In spite of 3 weeks of physio therapy and behaviour modification (better typing position, taking breaks from typing to stretch), and a month and a half of not kayaking, last night my left elbow was more painful than it has ever been before. I had to ice it and take three Alieve tablets before bed, and I still didn’t sleep very well. Shouldn’t I be seeing improvement, not worsening at this point?
Category: Pain
Thursday morning
Yesterday my physio gave me a 24 hour iontophoresis patch. Kind of a cool idea – it uses two patches, one with the drug, one with an electrolyte solution, and a metallic strip joining them. The idea seems to be to form an electrical circuit along the muscle and have the ions of the drug migrate through the muscle. I have no idea if it works. This morning that elbow feels worse than the other one, but it normally feels worse.
She also told me to stop doing that stretch that hurts so much.
I’m beginning to wonder if the quick diagnosis of tennis elbow was correct – the pain feels more like it’s in the joint than in the tendon.
Wednesday morning
I think icing last night helped, at least up until the part where the bag leaked and the ice water spilled all over the sheets.
More taking breaks and stretching. That one stretch still hurts – I think I’m going to cut it out. I’ve got physio again tonight, I’ll see if she can give me a better stretch.
Tuesday
Well, I took the physio’s advice about taking breaks and stretching more often. I can’t say whether it helped or not, but it probably didn’t hurt. I’m currently icing one elbow – I don’t have enough ice to do both.
In spite of her advice on how to modify it, one of the stretches still seems to hurt – not a nice pulling out the tension stretch type hurt, but a “damage the ligaments” type hurt.
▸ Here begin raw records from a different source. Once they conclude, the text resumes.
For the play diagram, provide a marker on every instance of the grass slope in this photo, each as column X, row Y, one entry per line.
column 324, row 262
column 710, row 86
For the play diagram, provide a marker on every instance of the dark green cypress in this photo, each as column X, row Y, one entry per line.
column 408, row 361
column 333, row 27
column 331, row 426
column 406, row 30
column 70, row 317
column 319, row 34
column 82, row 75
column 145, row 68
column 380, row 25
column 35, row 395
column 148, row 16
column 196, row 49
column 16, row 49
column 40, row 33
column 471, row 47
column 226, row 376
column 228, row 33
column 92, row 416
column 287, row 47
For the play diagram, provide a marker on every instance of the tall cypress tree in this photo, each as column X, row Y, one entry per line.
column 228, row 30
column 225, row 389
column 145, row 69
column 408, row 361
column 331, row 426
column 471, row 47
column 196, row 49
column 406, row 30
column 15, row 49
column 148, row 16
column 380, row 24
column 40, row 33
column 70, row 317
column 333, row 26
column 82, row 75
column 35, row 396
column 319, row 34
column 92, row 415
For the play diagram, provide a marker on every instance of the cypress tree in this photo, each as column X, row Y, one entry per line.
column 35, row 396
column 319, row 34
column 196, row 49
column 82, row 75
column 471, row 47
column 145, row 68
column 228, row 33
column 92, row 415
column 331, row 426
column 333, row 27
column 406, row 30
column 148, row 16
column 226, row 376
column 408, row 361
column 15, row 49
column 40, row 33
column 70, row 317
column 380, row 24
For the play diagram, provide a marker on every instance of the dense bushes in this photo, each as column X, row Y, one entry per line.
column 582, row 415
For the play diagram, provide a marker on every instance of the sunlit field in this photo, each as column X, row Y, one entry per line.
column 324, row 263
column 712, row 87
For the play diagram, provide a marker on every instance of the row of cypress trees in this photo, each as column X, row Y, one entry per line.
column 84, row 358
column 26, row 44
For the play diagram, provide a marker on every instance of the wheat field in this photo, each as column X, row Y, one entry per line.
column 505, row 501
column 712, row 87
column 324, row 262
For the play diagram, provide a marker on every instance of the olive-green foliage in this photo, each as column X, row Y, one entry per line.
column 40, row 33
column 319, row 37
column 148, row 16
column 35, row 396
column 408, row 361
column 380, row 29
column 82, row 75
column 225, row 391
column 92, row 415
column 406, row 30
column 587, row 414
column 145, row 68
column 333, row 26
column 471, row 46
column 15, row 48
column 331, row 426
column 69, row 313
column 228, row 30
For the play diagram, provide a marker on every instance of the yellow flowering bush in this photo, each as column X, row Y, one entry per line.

Bad hurt. I’ve got to figure out how to stretch “A” without hurting “B”.
Monday physio
In physio today, we did the very painful “massage” thing that she does. It hurts like hell when she’s doing it, and for a while afterwards. Then she did ultra sound, and a less painful type of massage. Then she did what she calls “stim”, which is an electrical thing that makes the surface muscles just under the skin twitch in an interesting and not all-together unpleasant manner. While that was going on, she also applied cold packs to both elbows.
Joanne, the physio, also recommended that I take a break and stretch every 20 minutes when I’m typing. That’s going to be tough. She also suggested I use ice when I get home from work.
It’s a couple of hours after the physio, and my elbows feel better than usual.